Vote 2012: The end of the elected mayor dream?
It was one of the government's big ideas. Give the people of England's main cities powerful mayors. Ministers said directly elected leaders would provide more effective local government, allowing the cities to compete with London and other international centres.
But these elections exposed a gaping chasm between the pro-mayor rhetoric, and the reality of an electorate deeply suspicious of the idea of yet more elected politicians. The sense that MPs were already scrambling for comfortable £100K+ berths running big cities was also damaging.
Many local councillors were opposed to elected mayors from the start. Some feared a challenge to their powers. Others said "why change a system that's working?" With the main parties divided on the issue, the "yes" campaigns lacked funding and organisation.
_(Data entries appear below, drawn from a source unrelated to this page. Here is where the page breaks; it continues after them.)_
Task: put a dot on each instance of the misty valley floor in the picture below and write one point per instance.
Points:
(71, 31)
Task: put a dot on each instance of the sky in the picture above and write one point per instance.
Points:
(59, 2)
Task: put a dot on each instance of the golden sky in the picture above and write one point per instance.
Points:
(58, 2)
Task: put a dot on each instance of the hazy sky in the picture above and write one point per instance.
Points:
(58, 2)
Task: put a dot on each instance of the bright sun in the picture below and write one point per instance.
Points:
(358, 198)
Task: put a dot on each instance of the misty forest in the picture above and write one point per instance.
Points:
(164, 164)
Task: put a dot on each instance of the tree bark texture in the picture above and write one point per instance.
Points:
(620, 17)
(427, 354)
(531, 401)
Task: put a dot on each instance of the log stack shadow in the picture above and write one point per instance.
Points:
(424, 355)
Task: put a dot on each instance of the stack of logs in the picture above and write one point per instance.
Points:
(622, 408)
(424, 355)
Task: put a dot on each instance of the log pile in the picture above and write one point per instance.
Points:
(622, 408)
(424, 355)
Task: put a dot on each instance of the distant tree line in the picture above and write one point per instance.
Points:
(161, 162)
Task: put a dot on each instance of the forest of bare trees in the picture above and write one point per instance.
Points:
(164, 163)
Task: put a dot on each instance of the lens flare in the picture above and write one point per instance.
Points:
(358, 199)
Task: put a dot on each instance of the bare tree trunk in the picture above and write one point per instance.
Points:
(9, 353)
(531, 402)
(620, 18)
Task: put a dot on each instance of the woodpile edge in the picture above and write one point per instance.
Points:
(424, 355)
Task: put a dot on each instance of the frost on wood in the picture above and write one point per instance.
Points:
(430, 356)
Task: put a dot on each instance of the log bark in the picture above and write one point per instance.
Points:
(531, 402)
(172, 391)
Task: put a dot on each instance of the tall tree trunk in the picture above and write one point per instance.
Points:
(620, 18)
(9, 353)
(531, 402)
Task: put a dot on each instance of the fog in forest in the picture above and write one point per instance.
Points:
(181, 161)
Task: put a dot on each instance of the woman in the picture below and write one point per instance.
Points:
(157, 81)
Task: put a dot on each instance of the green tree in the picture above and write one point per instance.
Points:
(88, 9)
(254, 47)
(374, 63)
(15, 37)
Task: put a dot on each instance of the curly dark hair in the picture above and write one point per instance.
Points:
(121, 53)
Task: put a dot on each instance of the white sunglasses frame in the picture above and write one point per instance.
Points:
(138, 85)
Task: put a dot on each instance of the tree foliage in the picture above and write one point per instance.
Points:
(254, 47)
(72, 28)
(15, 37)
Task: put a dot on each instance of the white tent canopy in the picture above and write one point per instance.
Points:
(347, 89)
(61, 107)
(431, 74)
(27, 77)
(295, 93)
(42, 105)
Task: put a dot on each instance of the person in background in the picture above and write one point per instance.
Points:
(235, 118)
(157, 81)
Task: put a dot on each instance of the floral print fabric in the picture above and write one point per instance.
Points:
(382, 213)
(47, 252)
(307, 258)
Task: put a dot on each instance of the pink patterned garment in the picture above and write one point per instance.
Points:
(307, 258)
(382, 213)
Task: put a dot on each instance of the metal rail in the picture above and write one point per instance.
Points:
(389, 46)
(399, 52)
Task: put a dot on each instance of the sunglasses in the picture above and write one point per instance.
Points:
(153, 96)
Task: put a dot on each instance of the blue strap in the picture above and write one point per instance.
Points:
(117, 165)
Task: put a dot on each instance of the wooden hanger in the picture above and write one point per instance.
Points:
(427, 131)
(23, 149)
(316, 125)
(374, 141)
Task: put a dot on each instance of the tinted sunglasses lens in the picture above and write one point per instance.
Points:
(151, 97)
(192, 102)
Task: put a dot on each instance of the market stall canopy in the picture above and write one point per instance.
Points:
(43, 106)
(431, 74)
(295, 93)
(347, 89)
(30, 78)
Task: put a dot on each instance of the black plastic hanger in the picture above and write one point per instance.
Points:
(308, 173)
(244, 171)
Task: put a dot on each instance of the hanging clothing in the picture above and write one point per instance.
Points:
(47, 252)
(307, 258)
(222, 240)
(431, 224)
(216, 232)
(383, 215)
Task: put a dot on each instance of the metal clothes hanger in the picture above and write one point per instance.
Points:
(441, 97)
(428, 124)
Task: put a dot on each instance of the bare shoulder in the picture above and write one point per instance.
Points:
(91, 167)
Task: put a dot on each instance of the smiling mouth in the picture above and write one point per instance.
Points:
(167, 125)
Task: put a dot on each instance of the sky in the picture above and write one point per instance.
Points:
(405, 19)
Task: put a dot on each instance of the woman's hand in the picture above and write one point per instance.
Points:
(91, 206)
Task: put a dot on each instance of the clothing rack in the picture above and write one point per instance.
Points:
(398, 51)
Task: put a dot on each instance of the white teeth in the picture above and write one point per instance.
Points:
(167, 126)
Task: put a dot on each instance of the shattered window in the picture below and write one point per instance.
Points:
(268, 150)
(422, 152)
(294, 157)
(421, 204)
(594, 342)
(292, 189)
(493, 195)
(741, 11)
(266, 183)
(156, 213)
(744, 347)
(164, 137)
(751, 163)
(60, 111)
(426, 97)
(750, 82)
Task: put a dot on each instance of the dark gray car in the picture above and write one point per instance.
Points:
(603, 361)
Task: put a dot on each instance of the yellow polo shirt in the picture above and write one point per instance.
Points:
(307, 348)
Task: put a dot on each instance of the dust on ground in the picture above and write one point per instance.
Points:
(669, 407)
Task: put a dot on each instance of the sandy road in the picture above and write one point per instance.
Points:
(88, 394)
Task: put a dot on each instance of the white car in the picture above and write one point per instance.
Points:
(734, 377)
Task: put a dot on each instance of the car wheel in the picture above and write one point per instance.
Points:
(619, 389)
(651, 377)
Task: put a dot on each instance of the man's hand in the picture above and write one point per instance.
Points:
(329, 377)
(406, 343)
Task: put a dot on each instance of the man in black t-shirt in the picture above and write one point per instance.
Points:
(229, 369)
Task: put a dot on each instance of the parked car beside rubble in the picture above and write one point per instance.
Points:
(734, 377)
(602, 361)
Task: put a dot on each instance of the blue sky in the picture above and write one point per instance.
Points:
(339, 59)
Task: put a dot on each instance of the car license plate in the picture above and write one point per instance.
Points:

In some cities I visited recently (including Nottingham and Sheffield) there was no sense at all that a campaign was under way. People started handing out leaflets when our TV cameras were rolling, but quickly disappeared when we'd finished. We had to drive 10 minutes to find a single campaign poster. Most of the people we stopped in the street seemed blissfully unaware that a moment of decision was approaching.
Local government reformers feel this has been a huge missed opportunity. They continue to argue that the best, most vibrant cities in the world have elected mayors. Many simply can't understand why there's been such antipathy in the Midlands and North of England. Surely, they say, a high-profile visible mayor would give a city significant extra clout?
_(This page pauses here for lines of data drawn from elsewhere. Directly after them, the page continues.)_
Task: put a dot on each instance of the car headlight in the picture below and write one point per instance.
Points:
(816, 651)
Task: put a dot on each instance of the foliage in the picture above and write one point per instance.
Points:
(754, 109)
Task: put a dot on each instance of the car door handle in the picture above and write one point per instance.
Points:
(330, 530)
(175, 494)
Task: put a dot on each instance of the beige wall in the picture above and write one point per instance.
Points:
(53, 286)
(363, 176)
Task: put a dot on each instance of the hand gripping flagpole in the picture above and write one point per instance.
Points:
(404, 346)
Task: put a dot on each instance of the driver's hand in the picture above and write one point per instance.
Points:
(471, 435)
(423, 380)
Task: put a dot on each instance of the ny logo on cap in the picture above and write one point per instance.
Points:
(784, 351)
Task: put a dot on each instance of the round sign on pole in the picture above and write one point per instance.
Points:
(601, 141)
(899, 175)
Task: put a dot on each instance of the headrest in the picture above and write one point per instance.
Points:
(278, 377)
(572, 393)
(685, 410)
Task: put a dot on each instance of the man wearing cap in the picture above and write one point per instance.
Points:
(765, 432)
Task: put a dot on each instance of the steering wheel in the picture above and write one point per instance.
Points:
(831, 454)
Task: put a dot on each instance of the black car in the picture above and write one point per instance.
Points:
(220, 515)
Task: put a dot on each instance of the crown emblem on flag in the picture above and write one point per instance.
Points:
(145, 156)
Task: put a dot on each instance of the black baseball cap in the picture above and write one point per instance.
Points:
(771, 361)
But, is it so much of a surprise? Most of the referendums that have been held in recent years on devolving power in England have failed (remember John Prescott's regional assemblies). Yes, people say they are frustrated and disillusioned with local government. There is, though, also a strong anti-politics current out there. With spending cuts being felt in many areas, the idea that the answer to a city's problems is another politician was anathema to many.
The other big problem for the "yes" campaign was a lack of clarity about exactly what powers these mayors would have. Voters were told that it would be up to mayors themselves to negotiate their extra powers once elected. But, there was no specific promise of extra money for cities that voted "yes". Indeed Manchester recently managed to argue for more funding without a mayor.
The Cities Minister Greg Clark has been putting a brave face on defeat today. He argues that the transition to a mayoral system may be an evolution rather than a revolution.
After all, he says, there are now elected mayors in London, Leicester, Liverpool, Bristol and Middlesbrough. Doncaster voted last night to keep its mayor despite a campaign to ditch the position. The suggestion is that people tend to warm to the idea of a mayor once the job is established.
But the overwhelming message from voters is that when it comes to mayors - they either don't want one, or don't really care.